Avec son taux de placement de 83,3 % en 2008, le diplôme d’études professionnelles (DEP) en assistance dentaire fait partie des formations les plus en demande présentement, tant à Mont­réal qu’ailleurs au Québec. «L’idée, c’est que les étudiants suivent la formation et entrent sur le marché du travail le plus vite possible», soutient David Bilo­deau, directeur des admissions au Collège CDI de Montréal, l’un des deux établissements à offrir le cours d’assistance dentaire dans la région métropolitaine.

Le programme, d’une durée de 15 mois, consiste à former des assistants dentaires qui, une fois sur le marché du travail, devront accomplir plusieurs tâches précises afin d’aider le dentiste. Parmi celles-ci, citons la préparation de la salle, le nettoyage et la stérilisation des instruments.

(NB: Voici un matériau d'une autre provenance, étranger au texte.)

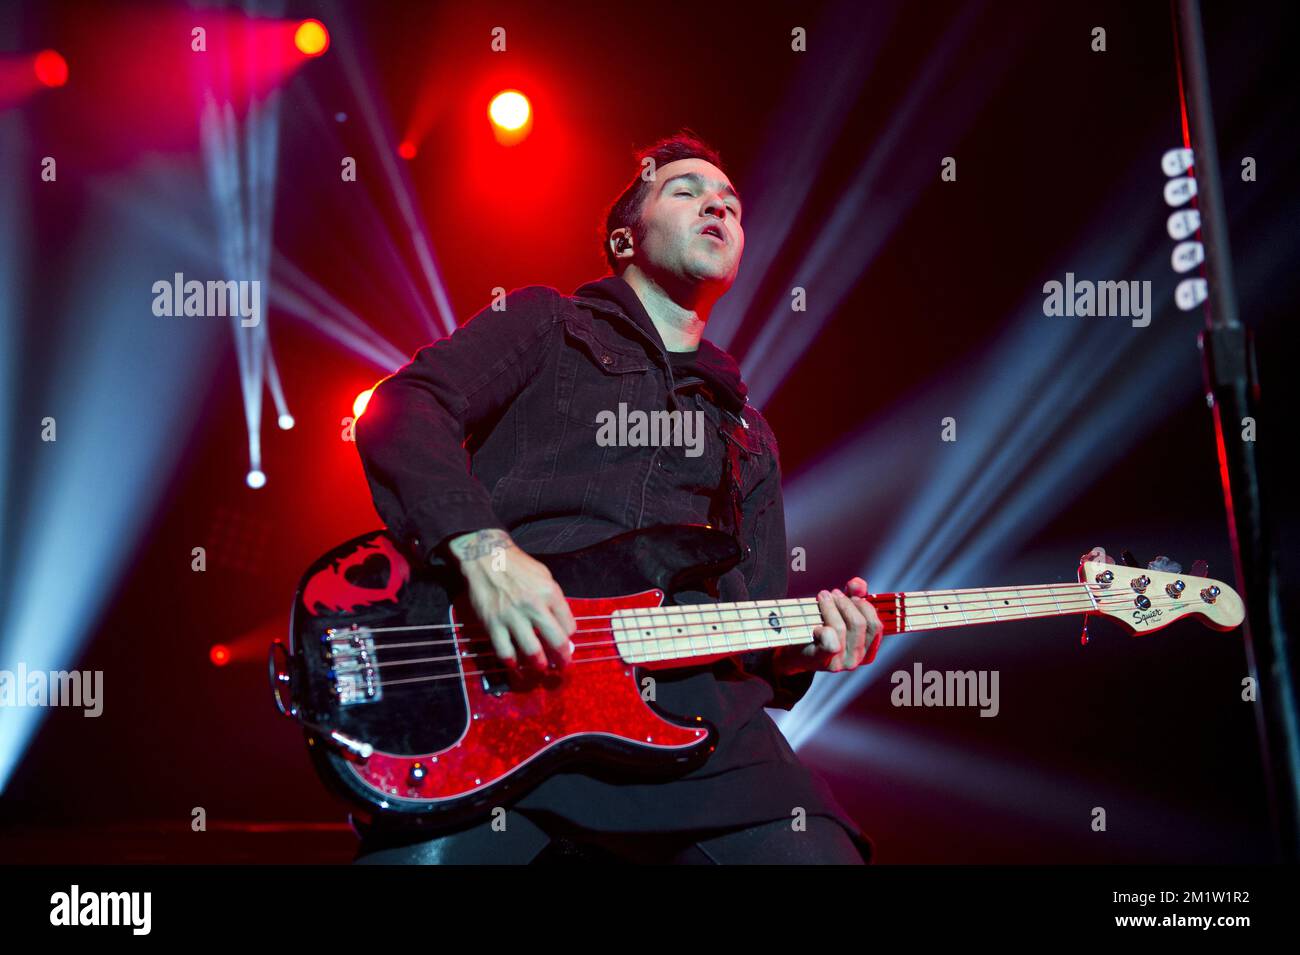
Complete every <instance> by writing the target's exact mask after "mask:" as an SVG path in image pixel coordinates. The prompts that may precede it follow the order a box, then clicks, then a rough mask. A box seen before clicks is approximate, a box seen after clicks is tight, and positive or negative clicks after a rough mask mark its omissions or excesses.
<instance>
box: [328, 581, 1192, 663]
mask: <svg viewBox="0 0 1300 955" xmlns="http://www.w3.org/2000/svg"><path fill="white" fill-rule="evenodd" d="M1065 599H1066V605H1062V604H1061V600H1058V599H1056V596H1053V598H1052V599H1050V600H1032V602H1031V600H1022V602H1021V604H1019V607H1021V608H1022V611H1021V612H1018V611H1017V609H1015V608H1011V609H1010V611H1009V612H1008V616H1005V617H1000V616H998V615H997V609H996V608H995V607H991V605H988V604H987V602H983V600H982V602H979V603H982V604H985V605H983V607H980V608H978V611H979V612H983V613H992V615H993V618H992V620H991V621H975V622H1006V621H1008V620H1017V618H1032V617H1034V616H1069V615H1073V613H1078V612H1095V611H1096V608H1095V607H1093V604H1092V600H1091V599H1088V598H1087V596H1083V595H1079V594H1073V595H1070V596H1067V598H1065ZM1079 600H1083V602H1084V603H1075V602H1079ZM1182 600H1183V598H1157V599H1156V600H1154V602H1152V607H1153V608H1154V607H1157V603H1164V605H1166V607H1173V605H1174V604H1175V603H1179V602H1182ZM935 603H936V604H937V600H936V602H935ZM952 603H959V602H950V603H949V604H943V605H944V607H948V605H950V604H952ZM967 603H970V602H967ZM716 605H718V604H695V607H716ZM1008 605H1009V604H1008ZM1099 605H1100V608H1101V609H1110V608H1118V607H1121V605H1125V607H1126V605H1128V600H1127V598H1119V599H1115V598H1109V599H1104V600H1102V602H1100V604H1099ZM1187 605H1191V604H1187ZM1023 608H1043V609H1044V611H1049V612H1047V613H1036V612H1034V613H1030V615H1027V616H1026V615H1023ZM663 609H666V608H662V607H651V608H641V611H645V612H651V611H663ZM671 609H673V611H682V609H685V611H686V612H688V613H697V615H699V616H703V615H705V613H706V611H689V609H686V608H685V607H672V608H671ZM753 609H766V608H753ZM876 609H878V613H880V612H883V613H884V616H885V617H887V618H894V620H897V611H896V609H894V608H893V607H892V605H888V604H885V605H883V607H880V608H876ZM1056 611H1060V615H1058V613H1056ZM774 612H775V609H772V611H771V612H770V613H767V615H762V613H759V616H755V617H746V616H744V613H741V612H740V611H733V613H736V615H737V616H736V617H735V618H731V620H723V624H733V622H762V624H763V626H761V628H758V630H761V631H767V630H768V629H770V628H771V613H774ZM624 613H628V615H630V616H625V617H621V620H624V621H628V624H629V625H628V626H625V628H624V631H632V630H640V631H642V633H649V631H651V630H667V629H676V630H677V631H679V633H680V631H681V626H682V625H686V626H698V625H702V624H703V622H705V621H703V620H681V618H679V620H669V621H666V622H647V621H636V620H634V616H636V613H637V611H634V609H625V611H624ZM920 617H930V621H931V624H932V625H933V622H935V621H937V620H940V618H946V617H952V618H953V622H954V624H956V622H959V620H961V621H969V616H967V613H966V609H965V608H959V609H956V611H950V609H944V611H930V612H924V611H923V609H920V608H913V607H905V613H904V620H905V622H906V620H907V618H914V620H917V622H920V620H919V618H920ZM576 620H601V621H608V620H610V616H608V615H599V616H581V617H576ZM779 621H780V622H781V624H784V625H805V624H807V625H813V626H820V625H822V616H820V611H819V609H818V611H815V612H814V611H813V609H811V608H806V607H805V608H801V609H798V611H793V609H792V611H789V612H787V613H784V615H781V616H780V617H779ZM945 622H946V621H945ZM452 626H454V628H455V629H456V630H464V629H468V628H471V626H474V628H476V629H477V625H469V624H455V625H451V624H430V625H420V626H409V628H376V629H374V630H369V633H374V631H376V630H387V631H391V630H394V629H400V630H403V631H412V630H421V629H430V630H432V629H451V628H452ZM910 629H911V630H917V629H918V628H915V626H913V628H910ZM936 629H937V628H936ZM361 633H367V630H357V631H355V633H354V631H342V633H339V634H335V635H334V637H329V638H326V639H328V641H329V642H338V641H343V642H351V641H352V639H356V634H361ZM575 633H610V634H612V633H615V629H614V628H612V626H604V628H601V626H595V628H577V630H576V631H575ZM702 633H703V635H706V637H707V631H702ZM472 639H474V638H472V637H471V638H467V637H450V638H447V639H441V641H412V642H404V643H393V642H387V643H381V642H377V641H376V643H374V648H376V651H378V650H404V648H413V647H432V646H445V644H452V643H456V644H458V646H459V644H460V643H468V642H469V641H472ZM477 639H480V641H484V639H489V638H487V637H486V634H482V635H480V637H478V638H477ZM659 639H680V638H679V637H645V638H642V637H638V638H634V639H630V638H629V639H627V641H625V642H627V643H645V642H653V641H659Z"/></svg>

La communication avec le patient, avant et tout au long de l’intervention du dentiste, est aussi du ressort de l’assistant dentaire. «Ce que je préfère, c’est accueillir le patient et le rassurer», affirme Stéphanie Taylor, étudiante à l’École des métiers des Faubourgs de Montréal. La jeune femme de 20 ans terminera sa formation en octobre et elle souhaite assister un pédodontiste pour avoir la chance de travailler auprès des enfants.

Possibilités nombreuses
De nombreuses possibilités d’emploi s’offrent aux diplômés en assistance dentaire. Que ce soit dans des cabinets dentaires, où la demande est très forte, dans des cliniques universitaires, dans des établissements de soins de longue durée ou encore dans des écoles pour faire de la prévention.

Pour être prêts pour leur stage de fin de formation, les étudiants inscrits en assistance dentaire sont constamment placés dans des situations de travail réelles. Les centres de formation sont aménagés de manière à ce que les locaux soient la réplique exacte d’une clinique dentaire.
Il existe aussi un diplôme d’études collégiales en hy­giène dentaire. «Nous avons déjà essayé de créer une passerelle avec la technique, mais les réalités des assistants et des hygiénistes dentaires sont trop différentes pour que ce soit possible», explique Nathalie Simard, directrice adjointe du programme d’assistance dentaire à l’École des métiers des Faubourgs.